Sur les conseils de Leirnette, j’ai regardé 13 Reasons Why une série de Brian Yorkey avec Dylan Minnette et Katherine Langford Et j’ai même écouté sa bande originale. Je vous la conseille. Elle mélange du vieux (Cure, Joy division), du neuf (Lors Huron ??) et du cover (étonnante reprise d’Only you d’Alison Moyet) Et faut que je l’avoue, un soir, j’ai regardé 13 reasons why sur le canapé en mangeant des coquillettes au beurre.

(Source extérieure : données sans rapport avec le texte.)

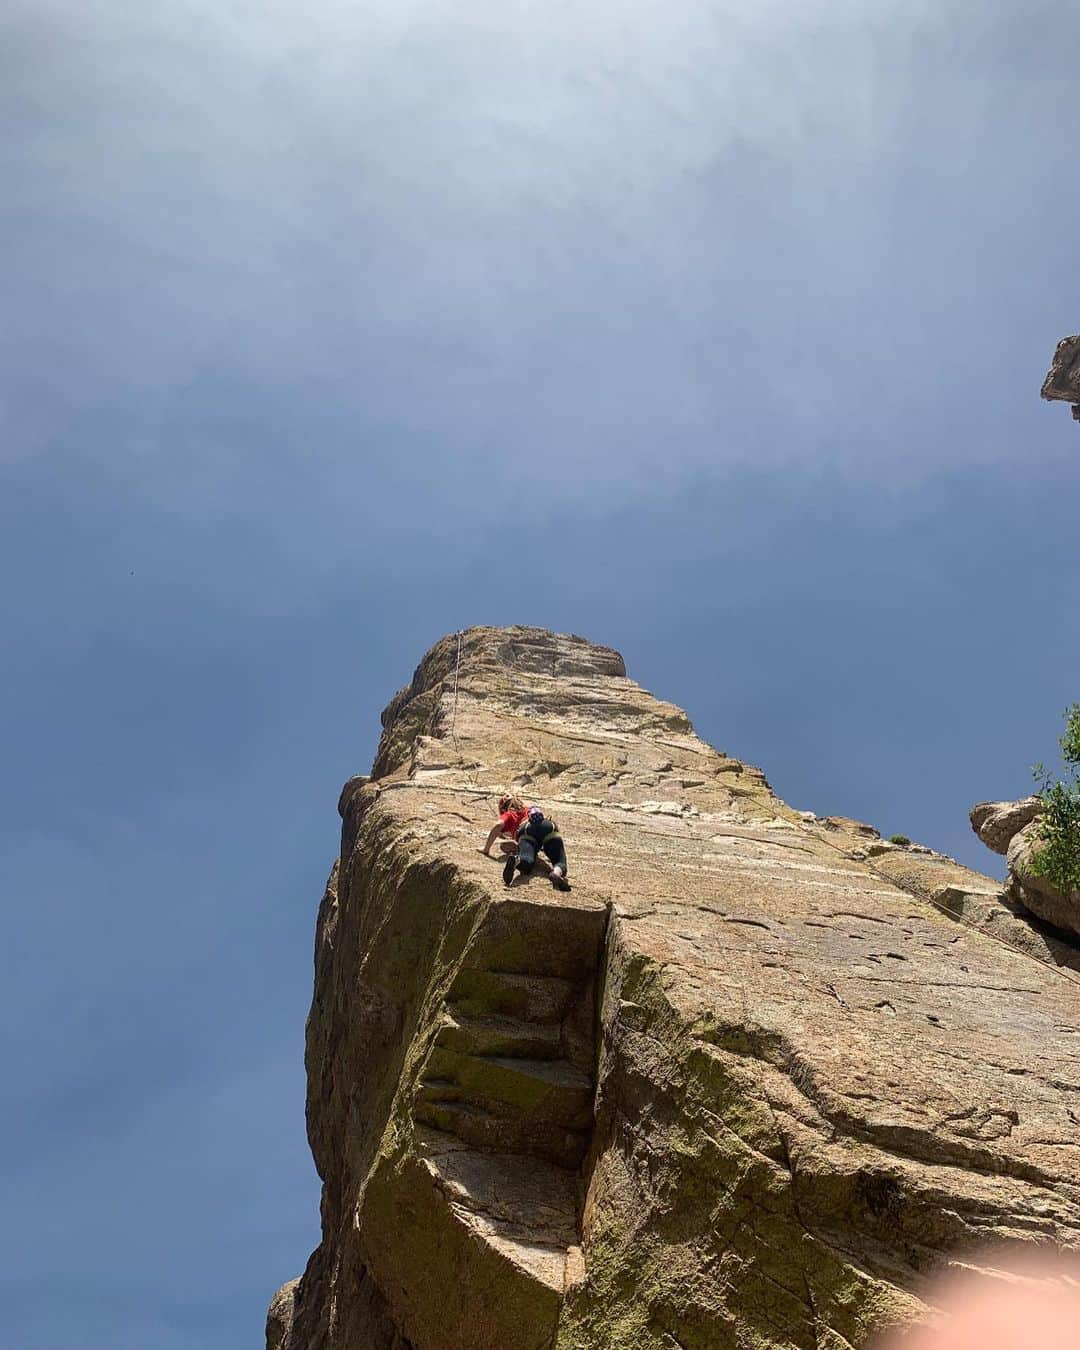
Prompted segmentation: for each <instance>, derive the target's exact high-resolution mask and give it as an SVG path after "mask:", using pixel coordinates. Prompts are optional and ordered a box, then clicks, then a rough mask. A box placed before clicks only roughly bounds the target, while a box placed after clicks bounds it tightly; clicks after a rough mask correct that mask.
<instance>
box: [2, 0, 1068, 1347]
mask: <svg viewBox="0 0 1080 1350" xmlns="http://www.w3.org/2000/svg"><path fill="white" fill-rule="evenodd" d="M867 8H868V7H865V5H864V4H856V3H853V0H852V3H846V0H832V3H828V4H826V3H823V0H799V3H795V0H771V3H768V4H763V3H761V0H753V3H751V0H726V3H714V4H707V3H706V4H694V5H690V4H683V3H682V0H664V3H659V0H657V3H644V0H637V3H633V0H630V3H628V0H621V3H618V4H616V3H614V0H610V3H609V0H603V3H597V0H585V3H578V4H574V5H571V4H568V3H548V4H545V5H539V4H526V3H517V4H513V3H510V4H508V3H506V0H502V3H499V4H495V3H494V0H474V3H470V4H467V5H460V4H450V3H433V0H425V3H420V0H396V3H394V4H389V3H385V0H375V3H373V4H370V5H363V7H360V5H346V4H343V3H338V0H312V3H311V4H309V5H306V7H304V8H301V7H298V5H296V4H288V5H286V4H284V3H279V0H270V3H259V4H254V3H239V0H236V3H232V4H228V5H223V4H220V3H217V4H213V5H211V4H201V3H193V0H184V3H181V0H161V3H158V4H155V5H153V7H151V5H146V7H136V5H130V4H123V3H120V0H99V3H97V4H94V5H92V7H88V5H85V4H82V3H76V0H32V3H30V0H9V3H8V4H7V5H5V7H4V14H3V18H0V119H3V139H1V140H0V175H1V178H0V181H1V182H3V194H0V244H1V246H3V247H0V269H1V270H0V298H1V300H3V312H4V315H5V319H7V323H5V324H4V325H3V335H1V336H0V343H3V362H0V562H3V576H4V583H3V587H0V606H1V609H0V617H1V618H3V636H4V699H3V703H1V705H0V734H3V745H4V763H5V772H4V775H3V788H0V791H3V803H1V805H3V811H1V813H0V832H1V834H3V838H0V846H1V853H3V871H4V882H5V886H4V891H5V899H7V904H5V909H4V929H5V931H4V942H3V952H4V979H3V981H0V1000H3V1004H1V1006H0V1050H1V1052H3V1058H4V1062H5V1065H8V1072H7V1073H5V1076H4V1089H3V1091H4V1100H3V1103H1V1104H0V1106H1V1110H0V1150H1V1152H3V1156H4V1158H5V1161H7V1168H5V1180H4V1183H3V1193H1V1195H0V1199H1V1200H3V1203H1V1204H0V1214H3V1220H1V1222H0V1241H1V1242H3V1249H1V1250H0V1270H3V1276H1V1277H0V1278H1V1280H3V1297H4V1308H5V1315H4V1322H5V1334H7V1338H8V1342H9V1343H11V1345H12V1346H18V1347H19V1350H58V1347H61V1346H69V1345H74V1343H78V1345H80V1346H82V1347H85V1350H96V1347H109V1350H116V1347H126V1350H127V1347H130V1350H217V1347H221V1350H224V1347H229V1350H232V1347H234V1346H236V1345H240V1343H252V1345H258V1343H261V1341H259V1338H261V1334H262V1331H261V1328H262V1319H263V1315H265V1307H266V1301H267V1300H269V1297H270V1295H271V1293H273V1291H274V1288H275V1287H277V1285H278V1284H279V1282H281V1281H282V1280H285V1278H288V1277H290V1276H292V1274H296V1273H298V1272H300V1270H301V1269H302V1265H304V1261H305V1258H306V1254H308V1251H309V1249H311V1247H312V1246H313V1243H315V1242H316V1239H317V1187H316V1179H315V1173H313V1169H312V1165H311V1158H309V1154H308V1149H306V1143H305V1138H304V1076H302V1029H304V1017H305V1012H306V1004H308V999H309V992H311V949H312V934H313V922H315V909H316V904H317V900H319V896H320V894H321V886H323V880H324V876H325V872H327V869H328V865H329V861H331V859H332V855H333V850H335V846H336V825H338V817H336V811H335V803H336V798H338V790H339V787H340V783H342V782H343V780H344V779H346V778H347V776H350V775H351V774H354V772H363V771H366V769H367V767H369V764H370V760H371V755H373V751H374V745H375V737H377V732H378V713H379V710H381V707H382V705H383V703H385V702H386V699H387V698H389V695H390V694H391V693H393V691H394V690H396V688H397V687H398V686H400V684H401V683H404V682H405V680H406V679H408V676H409V675H410V672H412V668H413V666H414V664H416V661H417V659H418V657H420V655H421V653H423V652H424V649H425V648H427V647H428V645H429V644H431V643H432V641H435V640H436V639H437V637H439V636H441V634H443V633H445V632H452V630H454V629H456V628H459V626H463V625H468V624H481V622H491V624H502V622H529V624H541V625H547V626H552V628H556V629H560V630H572V632H579V633H583V634H586V636H589V637H593V639H595V640H598V641H603V643H610V644H613V645H616V647H618V648H620V649H621V651H622V652H624V655H625V656H626V660H628V664H629V668H630V672H632V674H633V675H634V676H636V678H637V679H640V680H641V682H643V683H644V684H647V686H648V687H651V688H653V690H655V691H656V693H659V694H661V695H663V697H667V698H671V699H674V701H676V702H679V703H682V705H683V706H684V707H686V709H687V710H688V711H690V714H691V717H693V718H694V722H695V725H697V728H698V729H699V732H701V733H702V734H703V736H706V737H707V738H709V740H711V741H713V742H715V744H717V745H720V747H721V748H722V749H725V751H728V752H730V753H734V755H741V756H742V757H745V759H749V760H751V761H753V763H757V764H760V765H761V767H763V768H765V771H767V774H768V776H769V780H771V782H772V784H774V787H775V788H776V790H778V791H779V792H780V794H782V795H783V796H784V798H786V799H788V801H790V802H791V803H792V805H794V806H796V807H803V809H807V807H810V809H814V810H818V811H822V813H825V811H834V813H842V814H850V815H856V817H860V818H863V819H868V821H871V822H873V823H875V825H877V826H879V828H880V829H883V830H884V832H886V833H892V832H896V830H900V832H904V833H907V834H910V836H913V837H915V838H921V840H923V841H925V842H929V844H933V845H936V846H938V848H942V849H946V850H949V852H952V853H954V855H956V856H957V857H960V859H961V860H963V861H967V863H971V864H973V865H977V867H983V868H988V869H994V868H995V863H996V860H995V859H994V857H992V856H991V855H990V853H987V852H985V850H984V849H983V848H981V845H980V844H979V842H977V840H975V837H973V836H972V834H971V830H969V828H968V823H967V810H968V807H969V806H971V803H972V802H975V801H977V799H980V798H987V796H998V795H1014V794H1021V792H1023V791H1026V790H1027V788H1029V786H1030V782H1031V780H1030V774H1029V765H1030V764H1031V763H1033V761H1034V760H1035V759H1046V760H1050V759H1053V755H1054V749H1056V744H1054V742H1056V737H1057V734H1058V732H1060V729H1061V718H1060V713H1061V709H1062V707H1064V706H1065V705H1066V703H1069V702H1072V701H1073V699H1076V698H1077V697H1080V690H1077V684H1076V671H1077V667H1079V666H1080V632H1079V630H1077V620H1076V583H1077V571H1079V568H1080V531H1077V528H1076V518H1077V486H1079V485H1080V429H1077V428H1076V427H1075V425H1073V424H1072V421H1071V420H1069V416H1068V410H1066V409H1065V408H1064V406H1060V405H1056V406H1049V405H1045V404H1041V402H1039V400H1038V387H1039V382H1041V379H1042V375H1044V371H1045V369H1046V366H1048V363H1049V358H1050V354H1052V351H1053V346H1054V343H1056V342H1057V339H1058V338H1060V336H1062V335H1064V333H1066V332H1075V331H1076V329H1077V327H1080V294H1079V293H1077V292H1079V286H1080V284H1079V282H1077V270H1076V244H1075V235H1076V231H1075V223H1076V220H1077V219H1080V185H1079V184H1077V178H1076V174H1075V171H1073V170H1072V169H1071V166H1069V155H1068V134H1069V128H1071V127H1072V124H1073V121H1075V89H1076V85H1075V80H1076V63H1077V57H1080V12H1077V14H1073V12H1071V11H1069V9H1068V8H1064V9H1062V8H1061V7H1060V5H1054V7H1050V5H1049V4H1042V3H1039V0H1026V3H1023V4H1021V3H1019V0H1015V3H1006V0H985V3H981V4H977V5H976V4H952V5H942V4H941V3H940V0H938V3H929V0H927V3H921V0H904V3H902V0H882V3H879V4H877V5H873V7H872V11H873V12H872V14H867Z"/></svg>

Leirnette m’a accusé d’avoir 16 ans. Le visionnage de cette série présente donc plus de danger qu’il n’y parait… j’y reviens en fin de Kro. L’intrigue se passe dans un lycée américain banal. Clay Jensen, un jeune nerd (donc timide) et secrètement amoureux d’Hannah Baker, une jeune fille de son lycée qui s’est suicidée. Après la mort de celle-ci, Clay découvre sous son porche une mystérieuse boîte composée de 13 cassettes audio. Sur ces cassettes, Hannah explique les 13 raisons l’ayant poussée à mettre fin à ses jours. Chacune de ces raisons correspondant à une personne. Il va donc écouter toutes les cassettes, afin de savoir s’il fait partie d’une de ces 13 raisons. « 13 reasons why » est une série adaptée d’un livre de Jay Asher (il parait que la fin est différente… je me demande si je ne vais pas le lire…). Elle a eu un énorme succès, à faire mentir les discours sur le fait que les jeunes sont des crétins justes bons à regarder Hanouna. Cette série reprend les codes des séries pour ados américains avec les personnages archétypiques du lycée : le gosse de riches dont les parents passent leur temps à skier à Aspen plutôt que de s’occuper de leur fils, les sportifs (Jocks), les intellos asociaux (Nerds), les bizarres (Freaks), les cheer leaders (je laisse tomber le terme français de Pom pom girl qui ne ressemble à rien)… et les salopes. Bien sûr, ce sont des archétypes. Mais ils ont un pouvoir performatif : parce que leur existence marque la vie du lycée, les jeunes tendent à s’y conformer ou au moins à y trouver une identité, ou à ranger leurs collègues dans ces cases, avec tout ce que la catégorisation a de simplificateur. A partir de ces figures, l’histoire va passer derrière les façades, au moyen d’un suspens bien mené (mais que s’est-il vraiment passé ?qu’est-ce qui a amené cette fille au suicide ? Le héros avec lequel on sympathise est-il vraiment innocent ?) et nous montrer le quotidien d’un établissement scolaire où les ados sont centrés et repliés sur eux-mêmes, malgré leur apparence de vie social. Cette série est suffisamment subtile pour ne pas pointer de méchants, certains de ces jeunes sont plus « coupables » que d’autres mais tous sont pris dans les compromissions, des débats, des angoisses… un égoïsme qui les fait agir comme ils agissent.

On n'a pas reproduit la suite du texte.